Este fuego que llevamos dentro es el fuego que primero nos cambia a nosotros mismos, para poder mejorar la vida de los demás. ¿Qué fuego puedes llevar a los demás si no te dejas transformar primero por él?
Mecha humeante
A veces parece que no nos queda nada que llevar. Hemos perdido el fuego del deseo que puede encender otros fuegos, como decía San Alberto Hurtado; a lo sumo encendemos pequeños fuegos para calentarnos y no somos capaces de irradiar calor.
El fuego se apagó porque ya no tenemos una razón por la que arder.
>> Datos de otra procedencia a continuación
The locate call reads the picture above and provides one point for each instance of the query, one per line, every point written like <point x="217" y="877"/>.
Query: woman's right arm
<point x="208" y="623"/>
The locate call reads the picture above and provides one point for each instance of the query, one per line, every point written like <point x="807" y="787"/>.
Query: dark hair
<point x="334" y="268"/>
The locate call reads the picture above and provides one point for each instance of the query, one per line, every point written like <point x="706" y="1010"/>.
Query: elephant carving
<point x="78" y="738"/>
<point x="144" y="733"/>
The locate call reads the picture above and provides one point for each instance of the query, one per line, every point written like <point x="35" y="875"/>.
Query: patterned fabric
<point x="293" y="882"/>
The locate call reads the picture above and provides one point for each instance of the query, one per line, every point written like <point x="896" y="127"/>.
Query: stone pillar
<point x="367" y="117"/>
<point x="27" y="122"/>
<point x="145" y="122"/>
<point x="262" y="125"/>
Nuestra cultura está presa de la tentación de la banalidad de lo mismo, del miedo a exponerse. Y así es precisamente, como se permite que nazcan los conflictos. Tomar posición cuesta, pero es la única forma de construir la paz. Claro, quizás no nos pronunciamos porque no tenemos nada que decir, porque el fuego se ha apagado, porque ya no tenemos ni deseos ni ideas. La antorcha que se suponía que encendía otros fuegos se nos ha escapado de las manos:
Fuego que es luz
No debemos permitir que se extinga nuestra llama de vida. El fuego es la luz que debe mantenerse encendida en tiempos de crisis, ese es el momento en que más se necesita la luz, el momento de esperar con las lámparas encendidas, aunque sean pequeñas.
El fuego encendido muestra nuestros verdaderos rostros, muestra dónde estamos, las posiciones que hemos asumido frente a las cosas.
El fuego encendido, distingue, aporta claridad. Es desde ahí, desde la luz, desde la verdad de nuestros rostros que podemos empezar a vivir, a construir de nuevo.
La luz del fuego permite distinguir el trigo de la cizaña. Ayuda a ordenar, a tomar decisiones. La paz comienza con esta claridad.
Y nosotros hoy, ¿qué fuego estamos trayendo al mundo? ¿Quizás mechas humeantes?
¿Es este realmente el fuego que somos capaces de extender sobre la tierra?